What this means is that those who are ostensibly paying respectful homage to generations of Black Watch soldiers in fact think of soldiers as sadistic baby killers. For such actors, every depiction of a good soldier is a parody, because there’s no such thing. And every depiction of a bad soldier — whether on the field or off — feels right because, after all, that’s what troops are . . . BAD.
This is why I hate modern war movies. It’s not just because I’m squeamish. It’s because I know that the actors, producers, and directors making those movies hate everything the troops stand for: their masculine culture (which is why the huge push for homosexuals generally and women on the front lines), their religion (which is why Obama’s Pentagon has hired a rabid Christian hater to work with it on “tolerance”), and their belief that war is the only way to solve some problems (“War, for the times when a ‘Coexist’ bumper sticker just won’t get the job done.”).
To me, it’s a cruel travesty to watch poncy Hollywood (or Scottish) actors bound around pretending to be masculine and brave. It’s not just that they’re scared little boys pretending; it’s that they’re scared little boys who despise the real thing.
All of this makes it very ironic that Steven Spielberg, he of the anti-War left, has signed on to make a Chris Kyle biopic. Chris Kyle wasn’t politically correct. He loved war when it was just, he loved fighting, he loved the manliness of his military environment, and he absolutely and completely hated the people against whom he fought: the savage barbarians of Islam.
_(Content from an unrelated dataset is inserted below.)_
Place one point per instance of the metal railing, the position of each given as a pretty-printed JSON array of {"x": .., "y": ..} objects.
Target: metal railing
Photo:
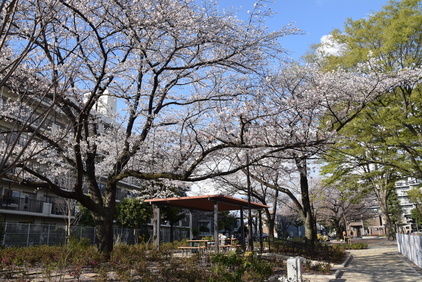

One can bet, though, that in Spielberg’s limp hands, Kyle will become an anguished figure, trying to come to terms with the havoc he’s wreaked upon the innocent people of Iraq.
Incidentally, one of the reasons WWII war films worked so well, and are still watchable, was because the people in them supported the war effort. Some enlisted, some served, some were in the Army Reserve since 1937 but couldn’t serve because of bad vision (that would be Ronald Reagan), and all believed that America needed to beat the Axis. Yes, a lot of the actors were scared little boys pretending, but they admired the real thing, rather than despising it.
After I’ve seen Black Watch, I’ll let you know what I think of it, and whether my fears were realized.